La Bataille
ronflante,
Henri hocha la tête et fit une moue dégoûtée. Quelques jours auparavant, dans
un hameau, il n’avait pas même trouvé un œuf et il avait noté : « Ce
que les soldats n’avaient pas emporté, ils l’avaient brisé… » Il retourna
cette proclamation sans effets pour écrire au verso, avec un crayon :
22 mai à la nuit. Vienne.
Au crépuscule nous sommes retournés sur les remparts.
L’horizon était rouge et tremblait encore des incendies de la bataille, dont
nous n’avions aucune vraie nouvelle. Un bulletin officiel rassurant ne me
rassura pas, et M lle K. encore moins. Je la regarde s’étioler à
mesure que le temps passe et que le danger, là-bas, augmente. Combien de morts ? C’est moi, le malade, qui dois la soutenir. Elle a la mine de Juliette
devant le corps présumé sans vie de son Roméo : « O happy dagger,
this is thy sheah ! There rust, and let me die… »
Henri griffonna dans la marge « vérifier
citation » ; il soupira comme au théâtre, puis il passa à la ligne
pour consigner l’étrange comportement du jeune Monsieur Staps. Entendant des
pas dans l’escalier, il crut d’ailleurs que celui-ci montait vers la soupente,
mais on frappa à sa porte, il referma son cahier d’un geste agacé et
marmonna : « Que me veut encore cet illuminé ? » Ce n’était
pas l’Allemand. Dans le couloir, un bougeoir à la main, la vieille gouvernante
en turban précédait un homme qu’Henri ne reconnut pas tout de suite, tant sa
présence pouvait sembler insolite. Dans la chambre, Henri n’eut plus de
doute : il s’agissait du loueur de lorgnettes des remparts, un peu bossu,
des cheveux blancs qui tombaient en couronne de son crâne lisse, avec des
petites lunettes rondes accrochées au milieu du nez.
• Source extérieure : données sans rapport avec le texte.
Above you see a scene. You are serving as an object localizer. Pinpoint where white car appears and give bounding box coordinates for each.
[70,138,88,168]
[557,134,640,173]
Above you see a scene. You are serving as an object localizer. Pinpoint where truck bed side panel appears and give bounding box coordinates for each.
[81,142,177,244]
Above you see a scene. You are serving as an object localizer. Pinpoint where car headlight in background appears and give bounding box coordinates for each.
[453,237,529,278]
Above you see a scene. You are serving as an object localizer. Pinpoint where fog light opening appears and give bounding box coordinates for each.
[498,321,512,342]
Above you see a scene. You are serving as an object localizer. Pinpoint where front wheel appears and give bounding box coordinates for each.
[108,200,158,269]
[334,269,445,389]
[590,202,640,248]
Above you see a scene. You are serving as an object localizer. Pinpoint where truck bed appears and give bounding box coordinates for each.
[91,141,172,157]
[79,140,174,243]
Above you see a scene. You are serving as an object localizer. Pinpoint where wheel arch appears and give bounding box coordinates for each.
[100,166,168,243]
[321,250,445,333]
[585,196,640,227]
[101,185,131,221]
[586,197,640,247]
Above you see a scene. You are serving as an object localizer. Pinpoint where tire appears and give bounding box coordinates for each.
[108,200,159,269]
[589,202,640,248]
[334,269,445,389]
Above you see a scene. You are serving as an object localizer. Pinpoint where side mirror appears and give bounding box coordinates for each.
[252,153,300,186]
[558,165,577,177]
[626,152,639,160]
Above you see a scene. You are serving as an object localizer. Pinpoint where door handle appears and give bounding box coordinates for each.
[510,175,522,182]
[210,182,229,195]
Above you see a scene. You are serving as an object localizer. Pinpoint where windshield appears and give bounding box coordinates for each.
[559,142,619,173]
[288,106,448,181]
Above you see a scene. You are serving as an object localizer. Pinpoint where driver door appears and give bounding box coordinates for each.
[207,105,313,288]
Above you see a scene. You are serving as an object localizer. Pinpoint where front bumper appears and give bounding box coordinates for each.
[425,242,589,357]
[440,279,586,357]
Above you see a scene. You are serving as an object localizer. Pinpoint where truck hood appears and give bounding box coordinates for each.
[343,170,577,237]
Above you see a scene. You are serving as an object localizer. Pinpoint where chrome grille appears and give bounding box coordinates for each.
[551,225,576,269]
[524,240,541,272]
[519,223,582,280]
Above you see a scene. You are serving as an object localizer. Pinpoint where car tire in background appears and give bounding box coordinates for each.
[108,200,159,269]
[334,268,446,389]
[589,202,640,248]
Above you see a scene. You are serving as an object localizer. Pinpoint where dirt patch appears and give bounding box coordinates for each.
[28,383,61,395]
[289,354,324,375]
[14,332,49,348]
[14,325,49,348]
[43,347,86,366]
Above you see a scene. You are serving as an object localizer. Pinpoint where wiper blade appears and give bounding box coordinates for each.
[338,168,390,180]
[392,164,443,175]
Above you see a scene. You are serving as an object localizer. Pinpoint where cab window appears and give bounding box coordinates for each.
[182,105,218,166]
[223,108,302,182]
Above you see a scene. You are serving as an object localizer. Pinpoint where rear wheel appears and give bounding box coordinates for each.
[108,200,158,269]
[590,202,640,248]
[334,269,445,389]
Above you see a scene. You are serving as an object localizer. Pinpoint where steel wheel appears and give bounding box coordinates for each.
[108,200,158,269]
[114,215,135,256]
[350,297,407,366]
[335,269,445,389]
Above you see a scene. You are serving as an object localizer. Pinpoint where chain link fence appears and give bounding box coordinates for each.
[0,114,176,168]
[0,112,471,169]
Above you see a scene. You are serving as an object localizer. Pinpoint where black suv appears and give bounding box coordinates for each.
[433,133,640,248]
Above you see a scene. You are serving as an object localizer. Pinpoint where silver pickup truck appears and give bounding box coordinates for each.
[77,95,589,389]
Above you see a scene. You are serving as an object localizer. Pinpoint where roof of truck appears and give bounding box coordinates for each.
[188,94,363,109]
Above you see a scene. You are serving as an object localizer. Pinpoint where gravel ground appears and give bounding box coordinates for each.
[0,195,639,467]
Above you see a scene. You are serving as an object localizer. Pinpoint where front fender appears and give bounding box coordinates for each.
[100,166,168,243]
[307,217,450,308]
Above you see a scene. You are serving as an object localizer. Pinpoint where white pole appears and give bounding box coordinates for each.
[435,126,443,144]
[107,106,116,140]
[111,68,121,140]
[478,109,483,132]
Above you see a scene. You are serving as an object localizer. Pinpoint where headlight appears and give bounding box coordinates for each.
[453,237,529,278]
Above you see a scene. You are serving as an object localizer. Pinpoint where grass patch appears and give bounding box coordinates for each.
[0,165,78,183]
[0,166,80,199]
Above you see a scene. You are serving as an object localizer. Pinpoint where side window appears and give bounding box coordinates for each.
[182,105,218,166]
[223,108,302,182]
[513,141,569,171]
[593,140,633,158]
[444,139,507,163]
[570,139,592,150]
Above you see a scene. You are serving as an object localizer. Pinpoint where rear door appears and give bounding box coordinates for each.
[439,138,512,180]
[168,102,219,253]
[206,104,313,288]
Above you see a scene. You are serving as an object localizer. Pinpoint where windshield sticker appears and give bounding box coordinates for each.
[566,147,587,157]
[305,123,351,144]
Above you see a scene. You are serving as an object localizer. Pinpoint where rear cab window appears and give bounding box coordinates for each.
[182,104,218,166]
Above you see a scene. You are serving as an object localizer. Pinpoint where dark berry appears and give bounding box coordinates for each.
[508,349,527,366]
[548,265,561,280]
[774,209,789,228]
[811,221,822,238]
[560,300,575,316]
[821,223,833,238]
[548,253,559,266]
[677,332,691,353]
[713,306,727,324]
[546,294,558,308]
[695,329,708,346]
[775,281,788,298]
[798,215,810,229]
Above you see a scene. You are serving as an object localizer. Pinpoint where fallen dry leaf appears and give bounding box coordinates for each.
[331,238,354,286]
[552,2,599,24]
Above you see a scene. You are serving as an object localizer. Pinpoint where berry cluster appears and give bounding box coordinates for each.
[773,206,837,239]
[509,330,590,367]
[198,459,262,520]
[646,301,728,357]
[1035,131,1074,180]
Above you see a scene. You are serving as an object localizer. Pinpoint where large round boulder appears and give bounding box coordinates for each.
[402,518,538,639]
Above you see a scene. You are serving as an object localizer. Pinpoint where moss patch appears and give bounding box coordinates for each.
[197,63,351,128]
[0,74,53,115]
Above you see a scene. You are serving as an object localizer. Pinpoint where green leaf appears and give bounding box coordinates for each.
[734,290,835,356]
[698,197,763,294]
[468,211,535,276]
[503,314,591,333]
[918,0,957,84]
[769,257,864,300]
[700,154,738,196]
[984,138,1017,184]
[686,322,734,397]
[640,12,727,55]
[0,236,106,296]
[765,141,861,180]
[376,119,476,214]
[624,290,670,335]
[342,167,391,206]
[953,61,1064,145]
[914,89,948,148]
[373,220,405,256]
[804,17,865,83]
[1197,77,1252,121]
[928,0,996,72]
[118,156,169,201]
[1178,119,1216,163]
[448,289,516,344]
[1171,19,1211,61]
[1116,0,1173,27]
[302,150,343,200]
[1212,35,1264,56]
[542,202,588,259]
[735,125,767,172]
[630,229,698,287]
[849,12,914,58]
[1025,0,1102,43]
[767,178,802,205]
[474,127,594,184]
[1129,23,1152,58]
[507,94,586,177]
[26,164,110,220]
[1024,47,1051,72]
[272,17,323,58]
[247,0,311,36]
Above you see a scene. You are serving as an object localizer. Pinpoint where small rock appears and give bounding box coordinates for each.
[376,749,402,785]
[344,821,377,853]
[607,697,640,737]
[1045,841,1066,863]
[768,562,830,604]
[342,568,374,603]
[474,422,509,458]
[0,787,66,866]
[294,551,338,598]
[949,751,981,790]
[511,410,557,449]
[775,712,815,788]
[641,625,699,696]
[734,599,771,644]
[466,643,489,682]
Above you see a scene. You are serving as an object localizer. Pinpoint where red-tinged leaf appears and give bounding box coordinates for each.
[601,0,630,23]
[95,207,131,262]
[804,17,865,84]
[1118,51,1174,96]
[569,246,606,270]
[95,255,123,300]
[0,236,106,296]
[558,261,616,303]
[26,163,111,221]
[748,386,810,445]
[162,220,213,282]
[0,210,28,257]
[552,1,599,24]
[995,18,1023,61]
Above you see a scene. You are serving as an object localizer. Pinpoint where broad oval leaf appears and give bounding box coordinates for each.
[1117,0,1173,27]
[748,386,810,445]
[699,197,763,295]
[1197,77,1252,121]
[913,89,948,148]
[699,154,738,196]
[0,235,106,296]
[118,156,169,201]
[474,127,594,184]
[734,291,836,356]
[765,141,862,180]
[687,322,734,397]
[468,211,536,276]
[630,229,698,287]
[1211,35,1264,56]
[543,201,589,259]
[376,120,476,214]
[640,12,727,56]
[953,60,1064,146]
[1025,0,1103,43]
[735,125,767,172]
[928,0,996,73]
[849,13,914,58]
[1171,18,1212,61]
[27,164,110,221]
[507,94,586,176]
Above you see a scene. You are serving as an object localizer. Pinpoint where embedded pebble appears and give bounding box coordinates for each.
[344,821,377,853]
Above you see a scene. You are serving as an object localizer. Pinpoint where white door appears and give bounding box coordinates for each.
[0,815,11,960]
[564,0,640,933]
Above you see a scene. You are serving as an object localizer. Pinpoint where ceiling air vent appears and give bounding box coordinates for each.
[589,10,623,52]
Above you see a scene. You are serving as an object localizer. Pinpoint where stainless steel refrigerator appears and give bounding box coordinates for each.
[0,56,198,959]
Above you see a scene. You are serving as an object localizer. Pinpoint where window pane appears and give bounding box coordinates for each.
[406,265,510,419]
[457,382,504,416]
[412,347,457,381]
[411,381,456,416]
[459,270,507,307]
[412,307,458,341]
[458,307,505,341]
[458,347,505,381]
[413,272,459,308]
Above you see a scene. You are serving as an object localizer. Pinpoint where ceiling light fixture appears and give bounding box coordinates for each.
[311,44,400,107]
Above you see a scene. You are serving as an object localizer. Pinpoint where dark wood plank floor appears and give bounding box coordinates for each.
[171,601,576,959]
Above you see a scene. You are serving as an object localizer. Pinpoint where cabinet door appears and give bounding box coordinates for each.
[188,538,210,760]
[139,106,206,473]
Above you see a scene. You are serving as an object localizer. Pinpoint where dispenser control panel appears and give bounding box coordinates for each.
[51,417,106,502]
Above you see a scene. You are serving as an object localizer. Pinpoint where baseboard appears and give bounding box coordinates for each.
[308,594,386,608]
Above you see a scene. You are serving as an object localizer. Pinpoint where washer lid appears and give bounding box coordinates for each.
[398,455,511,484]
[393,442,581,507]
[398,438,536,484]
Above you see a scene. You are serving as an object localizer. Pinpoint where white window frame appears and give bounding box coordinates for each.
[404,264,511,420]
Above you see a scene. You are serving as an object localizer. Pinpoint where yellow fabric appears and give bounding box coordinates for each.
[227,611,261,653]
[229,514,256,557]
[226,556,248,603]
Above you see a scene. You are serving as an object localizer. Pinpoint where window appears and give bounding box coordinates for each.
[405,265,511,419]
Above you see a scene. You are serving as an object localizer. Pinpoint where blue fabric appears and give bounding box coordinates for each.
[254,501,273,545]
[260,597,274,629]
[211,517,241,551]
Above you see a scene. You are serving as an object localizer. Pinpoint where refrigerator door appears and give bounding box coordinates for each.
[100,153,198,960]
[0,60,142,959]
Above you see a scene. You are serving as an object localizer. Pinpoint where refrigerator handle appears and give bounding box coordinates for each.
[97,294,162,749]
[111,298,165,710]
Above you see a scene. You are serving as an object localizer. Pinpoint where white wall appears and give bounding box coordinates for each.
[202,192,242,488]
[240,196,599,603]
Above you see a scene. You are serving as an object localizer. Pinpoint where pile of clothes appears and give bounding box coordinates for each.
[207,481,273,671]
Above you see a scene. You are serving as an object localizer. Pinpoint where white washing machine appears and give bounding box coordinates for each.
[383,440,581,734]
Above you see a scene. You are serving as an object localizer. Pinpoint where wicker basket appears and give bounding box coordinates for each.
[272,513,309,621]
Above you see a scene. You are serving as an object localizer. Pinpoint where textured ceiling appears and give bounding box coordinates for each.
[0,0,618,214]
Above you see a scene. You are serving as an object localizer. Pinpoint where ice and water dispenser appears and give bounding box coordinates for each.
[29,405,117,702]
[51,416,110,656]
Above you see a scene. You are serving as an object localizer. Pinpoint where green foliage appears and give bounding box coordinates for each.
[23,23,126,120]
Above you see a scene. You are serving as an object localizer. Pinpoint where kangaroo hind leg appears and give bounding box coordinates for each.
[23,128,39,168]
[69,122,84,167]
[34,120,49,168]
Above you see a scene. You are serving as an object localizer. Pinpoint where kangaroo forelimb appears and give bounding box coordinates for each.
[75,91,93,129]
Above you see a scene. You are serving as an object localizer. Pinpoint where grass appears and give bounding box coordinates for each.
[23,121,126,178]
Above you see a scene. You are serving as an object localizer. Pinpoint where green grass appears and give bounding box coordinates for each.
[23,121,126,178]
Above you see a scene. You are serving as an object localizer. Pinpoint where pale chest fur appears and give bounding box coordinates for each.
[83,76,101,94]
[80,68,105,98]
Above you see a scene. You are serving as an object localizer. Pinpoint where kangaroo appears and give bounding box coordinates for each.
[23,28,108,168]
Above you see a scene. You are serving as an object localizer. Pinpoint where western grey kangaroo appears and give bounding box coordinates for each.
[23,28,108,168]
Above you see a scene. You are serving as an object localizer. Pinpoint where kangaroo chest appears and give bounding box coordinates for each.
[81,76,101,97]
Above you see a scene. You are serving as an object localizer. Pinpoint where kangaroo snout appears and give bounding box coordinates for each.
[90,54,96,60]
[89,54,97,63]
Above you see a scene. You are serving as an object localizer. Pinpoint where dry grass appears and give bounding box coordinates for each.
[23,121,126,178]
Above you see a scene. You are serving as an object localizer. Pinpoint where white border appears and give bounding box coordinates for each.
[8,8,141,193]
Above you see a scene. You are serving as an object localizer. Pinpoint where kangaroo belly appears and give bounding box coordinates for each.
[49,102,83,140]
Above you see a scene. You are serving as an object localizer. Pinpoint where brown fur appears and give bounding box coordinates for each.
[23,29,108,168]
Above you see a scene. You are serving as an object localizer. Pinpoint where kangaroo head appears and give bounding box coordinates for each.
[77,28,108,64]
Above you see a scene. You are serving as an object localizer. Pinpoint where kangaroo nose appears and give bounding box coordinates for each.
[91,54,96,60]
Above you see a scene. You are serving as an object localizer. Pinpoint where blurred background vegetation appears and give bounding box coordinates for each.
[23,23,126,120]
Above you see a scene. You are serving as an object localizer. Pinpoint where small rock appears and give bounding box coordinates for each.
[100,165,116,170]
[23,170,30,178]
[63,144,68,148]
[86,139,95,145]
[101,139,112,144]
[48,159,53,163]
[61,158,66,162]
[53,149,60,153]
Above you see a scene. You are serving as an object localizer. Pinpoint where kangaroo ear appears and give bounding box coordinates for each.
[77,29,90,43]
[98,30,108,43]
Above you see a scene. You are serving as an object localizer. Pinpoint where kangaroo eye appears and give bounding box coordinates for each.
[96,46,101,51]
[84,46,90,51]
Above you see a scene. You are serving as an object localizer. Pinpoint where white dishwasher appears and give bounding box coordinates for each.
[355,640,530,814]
L’homme baragouinait un
français approximatif :
— Monzieur, che fous rapporte fotre archent.
Il s’avança en chaloupant jusqu’à la table où il jeta une
bourse en cuir fatigué que fermait un lacet.
— Mon argent ? dit Henri, qui se dépêcha de
retourner poches et goussets pour constater que ses florins avaient disparu.
— Fous l’afiez laissé tomber sur le chemin te ronde.
— Mais !
— Gomme che suis honnête…
— Attendez ! Comment savez-vous mon adresse ?
— Oh, mon petit monsieur, ce n’est pas bien difficile.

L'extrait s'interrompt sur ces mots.